An inode is the filesystem object that stores type, permissions, owner IDs, size, timestamps, link count, and pointers to file contents. It does not store the filename. Names live in directories.

Definition

Directory

A directory is a file whose contents encode a mapping from names to inode numbers. Path lookup walks these mappings component by component, for example usr, then bin, then python3.

Definition

Durability barrier

A durability barrier is an operation after which the filesystem promises that selected data and metadata will survive a crash, subject to device honesty. In POSIX-like systems, the file-specific primitive is fsync(fd).

Files as Inodes Plus Blocks

A small Unix inode is a fixed-size metadata record. Real filesystems vary, but the following 128-byte teaching inode is close enough to expose the shape.

OffsetBytesField
02mode, including file type and permissions
22link count
44owner uid
84group gid
128file size in bytes
208access time
288modification time
368inode change time
444812 direct block numbers, 4 bytes each
924single-indirect block number
964double-indirect block number
10028filesystem-specific padding or flags

For a 10,000-byte regular file on a 4096-byte-block filesystem, the inode size is 10,000. The file needs ceil(10000 / 4096) = 3 data blocks. Logical byte offsets map as follows.

File byte rangeLogical blockBytes usedInode pointer
0 to 409504096direct[0]
4096 to 819114096direct[1]
8192 to 999921808direct[2]

With 12 direct pointers and 4 KiB blocks, direct pointers cover 12 * 4096 = 49152 bytes. A single-indirect block holding 1024 four-byte block numbers covers 1024 * 4096 = 4194304 bytes. A double-indirect pointer covers 1024 * 1024 * 4096 = 4294967296 bytes. The inode can address about 4 GiB plus 4 MiB plus 48 KiB in this simplified design.

Many modern filesystems store extents instead of one pointer per block. An extent says that logical blocks 100 through 163 map to 64 consecutive physical blocks starting at block 900000. Extents compress metadata for large contiguous files and reduce pointer-block reads.

Directories, Paths, Links, and Caches

A directory entry binds a byte string name to an inode number. A small directory might contain these records.

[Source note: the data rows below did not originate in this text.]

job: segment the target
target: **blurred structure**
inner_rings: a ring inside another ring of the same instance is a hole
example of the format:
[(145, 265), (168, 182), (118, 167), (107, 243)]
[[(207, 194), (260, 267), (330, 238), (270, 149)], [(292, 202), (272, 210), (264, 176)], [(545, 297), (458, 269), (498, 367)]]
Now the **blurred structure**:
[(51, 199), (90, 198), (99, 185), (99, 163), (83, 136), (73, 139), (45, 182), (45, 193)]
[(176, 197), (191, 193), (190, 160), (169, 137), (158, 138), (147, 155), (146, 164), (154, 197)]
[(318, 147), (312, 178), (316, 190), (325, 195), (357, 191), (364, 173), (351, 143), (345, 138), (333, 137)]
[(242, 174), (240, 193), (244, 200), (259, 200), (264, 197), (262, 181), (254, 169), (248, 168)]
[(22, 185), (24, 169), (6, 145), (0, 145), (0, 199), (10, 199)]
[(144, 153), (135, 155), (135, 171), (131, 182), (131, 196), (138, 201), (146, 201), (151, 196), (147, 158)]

OffsetInodeRecord lengthName lengthName
02121.
122122..
2430511165train
4030512166config

Resolving /home/alex/run/train starts at the root inode. The kernel reads the root directory and finds home. It reads that inode, checks that it is a directory and that the caller has search permission, then looks up alex, then run, then train. The final answer is an inode plus open-file state such as current offset and flags.

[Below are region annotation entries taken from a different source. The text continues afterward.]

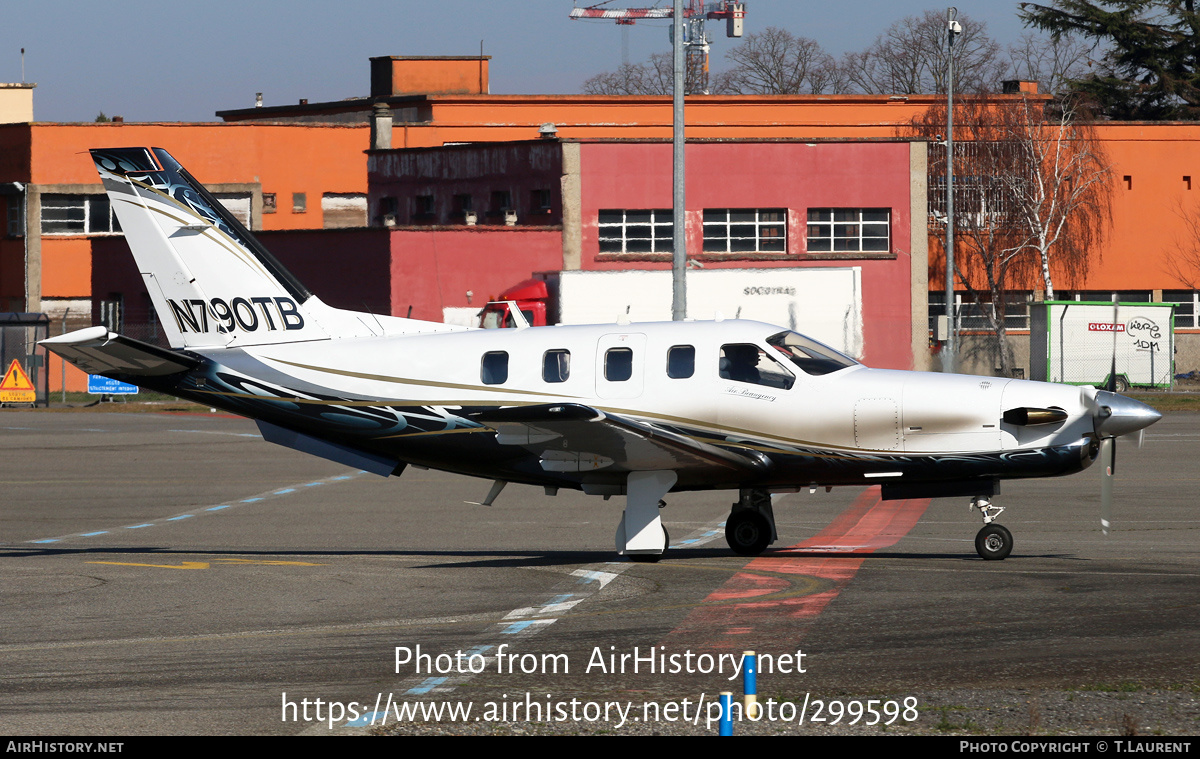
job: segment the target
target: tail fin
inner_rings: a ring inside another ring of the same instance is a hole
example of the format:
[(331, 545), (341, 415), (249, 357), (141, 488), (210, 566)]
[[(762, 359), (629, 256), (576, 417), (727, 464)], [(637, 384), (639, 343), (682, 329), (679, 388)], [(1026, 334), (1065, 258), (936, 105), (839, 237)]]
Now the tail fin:
[(161, 148), (91, 151), (172, 347), (331, 335), (313, 297)]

A hard link is another directory entry pointing at the same inode. If a and b are hard links to inode 30511, both names refer to the same data blocks and the same metadata. Removing one name decrements the inode link count. Storage is freed only when the link count reaches zero and no process still has the file open.

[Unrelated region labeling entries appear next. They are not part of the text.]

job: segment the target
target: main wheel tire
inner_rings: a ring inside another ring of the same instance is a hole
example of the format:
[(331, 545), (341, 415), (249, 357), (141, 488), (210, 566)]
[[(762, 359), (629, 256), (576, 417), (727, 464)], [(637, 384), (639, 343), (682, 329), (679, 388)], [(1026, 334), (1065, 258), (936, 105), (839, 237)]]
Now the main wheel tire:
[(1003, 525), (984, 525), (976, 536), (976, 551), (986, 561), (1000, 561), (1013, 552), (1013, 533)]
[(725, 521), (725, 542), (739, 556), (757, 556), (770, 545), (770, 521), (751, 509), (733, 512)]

A symbolic link is a distinct inode whose contents are a path string. If latest contains run-042, opening latest/weights.bin substitutes that path during lookup. Symlinks can cross filesystems because they name paths, not inode numbers. They can also dangle.

The dentry cache stores recent name-to-inode lookup results, including misses. If a training loop opens the same shard names repeatedly, lookup may avoid disk reads even when the file data is not cached. The inode cache stores inode metadata. The page cache stores file contents.

Block Allocation and Fragmentation

The allocator chooses physical blocks for new file data. Suppose a filesystem has 16 data blocks and each character below marks one block.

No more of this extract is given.